Haribo, an acronym for “Hans Riegel Bonn,” is credited for inventing those legendary, translucent, fruity candies that children eat voraciously despite playground rumors that they stay in your stomach for weeks. The candies are called gummibärchen in German. Haribo’s “dancing bear”-shaped gummies, introduced by the elder Riegel in 1922 and the basis for today’s iconic bear shape, have spawning a variety of spinoffs, including worms and insects, sharks and penguins, and all manner of cartoon characters. The company has also had success with Fruity Cocktail, Pandas, and Happy Cola gummies.
Haribo, founded in 1920, had grown into a 400-employee operation by the start of World War II, but the global conflict shrunk the company to 30 employees. The younger Hans Riegel and his brother—both prisoners of war—took over Haribo after their father’s death in 1945 and rebuilt the company to 1,000 employees within five years.
The fruity bears didn’t make it to the U.S. until the 1980s but rapidly became a cultural phenomenon, even inspiring a Disney TV series: Adventures of the Gummi Bears. “Chewy Gummy Bears Spawn a Gummy Mania,” read one San Francisco Chronicle article from 1988 that mentioned Haribo competitors making gummies shaped like Garfield and the Care Bears, as well as Dungeons & Dragons-themed candies.

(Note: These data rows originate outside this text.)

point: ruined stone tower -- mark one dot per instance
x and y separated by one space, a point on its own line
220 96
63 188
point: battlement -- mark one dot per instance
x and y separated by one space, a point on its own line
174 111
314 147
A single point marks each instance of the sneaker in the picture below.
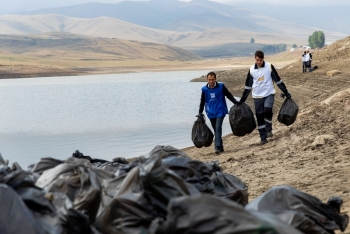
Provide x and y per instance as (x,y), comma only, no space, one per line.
(263,142)
(269,134)
(335,203)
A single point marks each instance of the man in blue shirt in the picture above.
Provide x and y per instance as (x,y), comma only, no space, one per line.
(213,99)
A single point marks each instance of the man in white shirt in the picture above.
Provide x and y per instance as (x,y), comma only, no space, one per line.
(260,78)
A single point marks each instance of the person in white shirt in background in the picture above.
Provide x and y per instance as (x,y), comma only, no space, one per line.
(303,60)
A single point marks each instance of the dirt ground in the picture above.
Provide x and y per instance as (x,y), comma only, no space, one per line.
(313,154)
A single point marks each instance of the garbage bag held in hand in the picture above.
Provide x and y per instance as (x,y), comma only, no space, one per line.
(201,133)
(242,120)
(288,112)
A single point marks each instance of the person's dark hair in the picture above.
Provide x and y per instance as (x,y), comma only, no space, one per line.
(211,74)
(259,54)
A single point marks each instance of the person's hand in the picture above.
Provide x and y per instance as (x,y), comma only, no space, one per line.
(242,100)
(287,95)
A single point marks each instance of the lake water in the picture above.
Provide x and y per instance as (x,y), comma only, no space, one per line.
(103,116)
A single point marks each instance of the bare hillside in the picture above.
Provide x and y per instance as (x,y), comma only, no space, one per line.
(113,28)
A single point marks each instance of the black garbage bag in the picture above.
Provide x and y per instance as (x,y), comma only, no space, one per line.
(15,217)
(80,180)
(300,210)
(288,112)
(242,120)
(194,172)
(231,187)
(209,214)
(201,133)
(228,186)
(140,197)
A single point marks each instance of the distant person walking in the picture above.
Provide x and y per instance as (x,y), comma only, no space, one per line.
(213,100)
(303,59)
(310,60)
(260,78)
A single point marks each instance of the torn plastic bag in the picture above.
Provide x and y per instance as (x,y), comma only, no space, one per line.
(209,214)
(45,164)
(15,217)
(231,187)
(300,210)
(288,112)
(194,172)
(142,196)
(201,133)
(16,179)
(165,151)
(242,120)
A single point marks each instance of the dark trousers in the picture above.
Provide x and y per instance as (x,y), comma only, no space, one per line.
(309,66)
(263,111)
(216,123)
(304,66)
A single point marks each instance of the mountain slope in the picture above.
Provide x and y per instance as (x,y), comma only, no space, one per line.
(202,15)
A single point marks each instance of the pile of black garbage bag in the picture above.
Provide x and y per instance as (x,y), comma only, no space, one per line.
(163,192)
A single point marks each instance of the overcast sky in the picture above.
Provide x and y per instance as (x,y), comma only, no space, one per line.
(12,6)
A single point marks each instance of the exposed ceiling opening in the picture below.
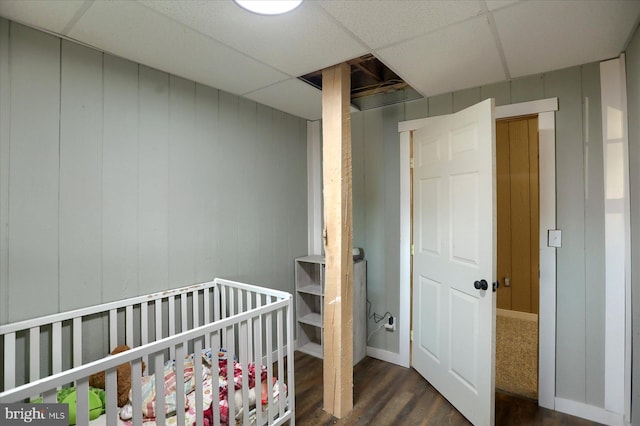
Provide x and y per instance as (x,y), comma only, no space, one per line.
(373,84)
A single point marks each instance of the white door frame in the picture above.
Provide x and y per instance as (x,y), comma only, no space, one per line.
(547,165)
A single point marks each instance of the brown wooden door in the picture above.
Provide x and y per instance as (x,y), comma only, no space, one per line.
(518,214)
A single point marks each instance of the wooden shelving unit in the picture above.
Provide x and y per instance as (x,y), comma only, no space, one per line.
(310,282)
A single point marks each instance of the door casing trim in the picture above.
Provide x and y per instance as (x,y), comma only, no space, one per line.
(545,109)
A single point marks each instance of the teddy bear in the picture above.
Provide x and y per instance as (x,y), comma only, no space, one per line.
(124,377)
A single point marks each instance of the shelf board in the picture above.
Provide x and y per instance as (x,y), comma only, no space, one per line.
(313,349)
(314,289)
(312,259)
(312,319)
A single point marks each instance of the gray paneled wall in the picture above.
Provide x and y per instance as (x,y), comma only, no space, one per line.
(633,99)
(580,201)
(118,180)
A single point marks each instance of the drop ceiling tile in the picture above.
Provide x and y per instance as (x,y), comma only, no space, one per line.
(457,57)
(382,23)
(49,15)
(132,31)
(296,43)
(540,36)
(499,4)
(301,99)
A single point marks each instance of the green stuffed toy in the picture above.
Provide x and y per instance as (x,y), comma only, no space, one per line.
(68,396)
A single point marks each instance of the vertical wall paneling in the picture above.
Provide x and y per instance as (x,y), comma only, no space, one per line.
(314,188)
(632,60)
(571,343)
(527,89)
(501,92)
(281,218)
(33,173)
(594,234)
(230,168)
(246,178)
(616,240)
(125,181)
(5,119)
(391,156)
(264,156)
(182,198)
(296,131)
(153,181)
(80,176)
(374,217)
(120,179)
(206,131)
(465,98)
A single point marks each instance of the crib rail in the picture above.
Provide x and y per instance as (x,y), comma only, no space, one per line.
(239,317)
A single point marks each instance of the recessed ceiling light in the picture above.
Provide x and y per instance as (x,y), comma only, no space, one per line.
(269,7)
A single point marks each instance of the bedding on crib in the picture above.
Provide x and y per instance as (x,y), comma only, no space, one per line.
(246,380)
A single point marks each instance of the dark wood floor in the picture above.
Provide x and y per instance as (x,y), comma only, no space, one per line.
(386,394)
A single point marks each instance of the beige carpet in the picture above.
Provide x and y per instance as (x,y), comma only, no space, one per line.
(517,353)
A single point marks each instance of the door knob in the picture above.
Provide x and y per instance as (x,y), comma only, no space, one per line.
(481,285)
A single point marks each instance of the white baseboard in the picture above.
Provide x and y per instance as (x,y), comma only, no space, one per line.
(589,412)
(382,355)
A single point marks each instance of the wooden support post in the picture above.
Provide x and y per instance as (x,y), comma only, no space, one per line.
(338,241)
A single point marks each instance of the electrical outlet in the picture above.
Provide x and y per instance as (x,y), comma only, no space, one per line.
(391,324)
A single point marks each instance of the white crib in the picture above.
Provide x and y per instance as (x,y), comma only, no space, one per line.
(253,324)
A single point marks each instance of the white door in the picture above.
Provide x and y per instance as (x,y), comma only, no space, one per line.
(454,252)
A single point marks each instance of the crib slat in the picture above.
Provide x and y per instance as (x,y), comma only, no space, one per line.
(206,305)
(158,365)
(56,347)
(129,326)
(172,324)
(232,302)
(113,329)
(244,361)
(215,378)
(9,360)
(158,311)
(249,304)
(144,328)
(230,345)
(180,397)
(77,341)
(290,395)
(280,329)
(223,302)
(184,323)
(194,308)
(111,388)
(82,401)
(34,354)
(206,317)
(269,350)
(136,391)
(197,371)
(257,336)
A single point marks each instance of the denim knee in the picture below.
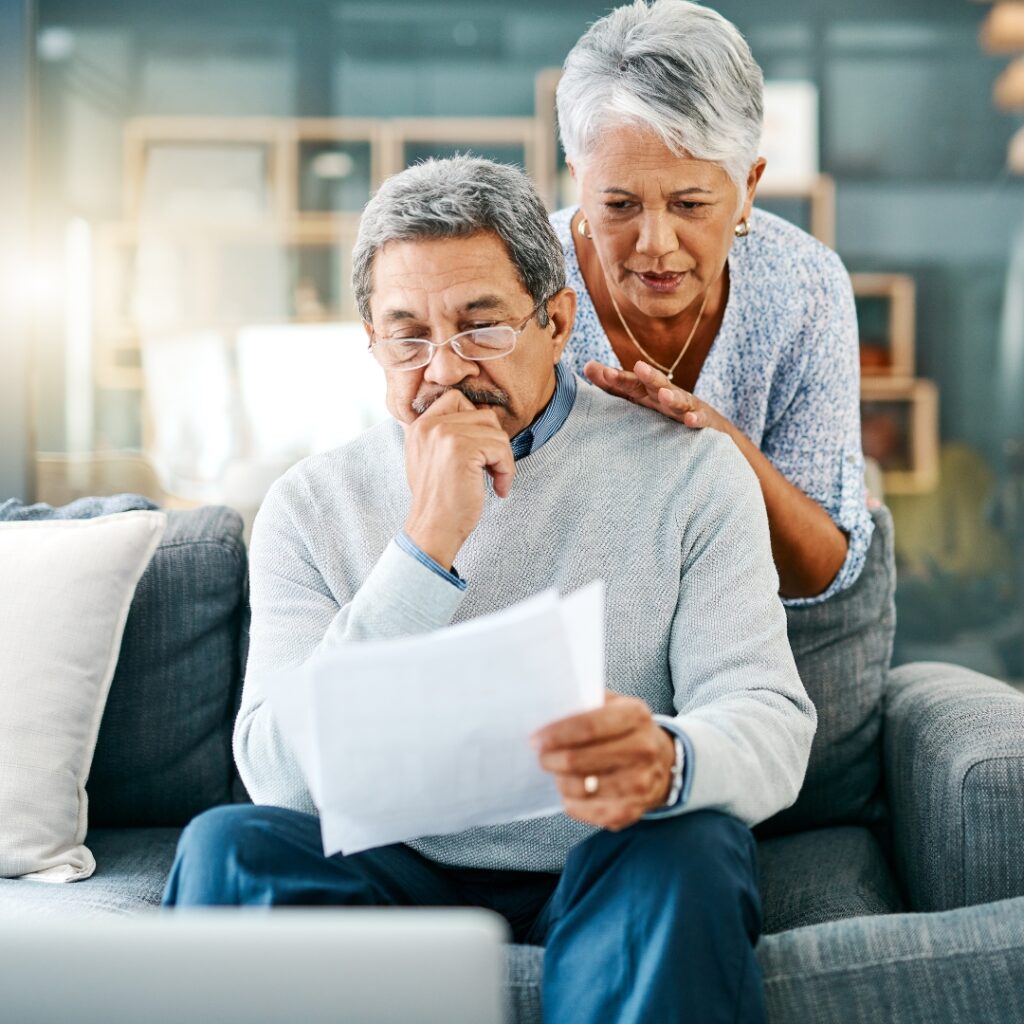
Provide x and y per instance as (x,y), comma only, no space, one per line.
(696,850)
(218,832)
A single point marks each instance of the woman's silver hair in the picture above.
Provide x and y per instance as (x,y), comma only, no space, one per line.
(673,67)
(456,198)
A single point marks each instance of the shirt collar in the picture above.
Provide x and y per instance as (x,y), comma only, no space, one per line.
(547,423)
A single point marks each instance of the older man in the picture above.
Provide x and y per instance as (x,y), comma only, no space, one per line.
(501,475)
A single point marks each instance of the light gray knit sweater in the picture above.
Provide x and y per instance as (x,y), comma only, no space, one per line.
(672,520)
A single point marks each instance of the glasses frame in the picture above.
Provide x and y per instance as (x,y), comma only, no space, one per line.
(432,346)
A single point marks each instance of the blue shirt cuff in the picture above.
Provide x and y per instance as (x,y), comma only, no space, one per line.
(672,726)
(423,558)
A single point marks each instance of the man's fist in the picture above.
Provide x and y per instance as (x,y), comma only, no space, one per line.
(448,451)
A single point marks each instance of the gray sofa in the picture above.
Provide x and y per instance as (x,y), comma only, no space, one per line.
(893,890)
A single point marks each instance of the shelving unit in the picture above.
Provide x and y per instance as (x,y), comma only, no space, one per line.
(238,221)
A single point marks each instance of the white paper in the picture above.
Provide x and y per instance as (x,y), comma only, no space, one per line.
(430,734)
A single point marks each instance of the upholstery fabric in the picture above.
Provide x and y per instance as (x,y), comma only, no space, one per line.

By 2009, Haribo reportedly churned out 80 million bears each day. The company now employs 6,000 people in Germany and other production sites in Europe. It sold about $1.53 billion worth of pastilles, gums, jellies, and chews last year, in addition to $177.3 million of licorice and $93.2 million of other sweets, estimates researcher Euromonitor International.
Riegel’s assets totaled $4.2 billion, according to the Bloomberg Billionaires Index. He died today of heart failure in Bonn, the company told Bloomberg in an e-mailed statement, following a successful operation to remove a benign brain tumor.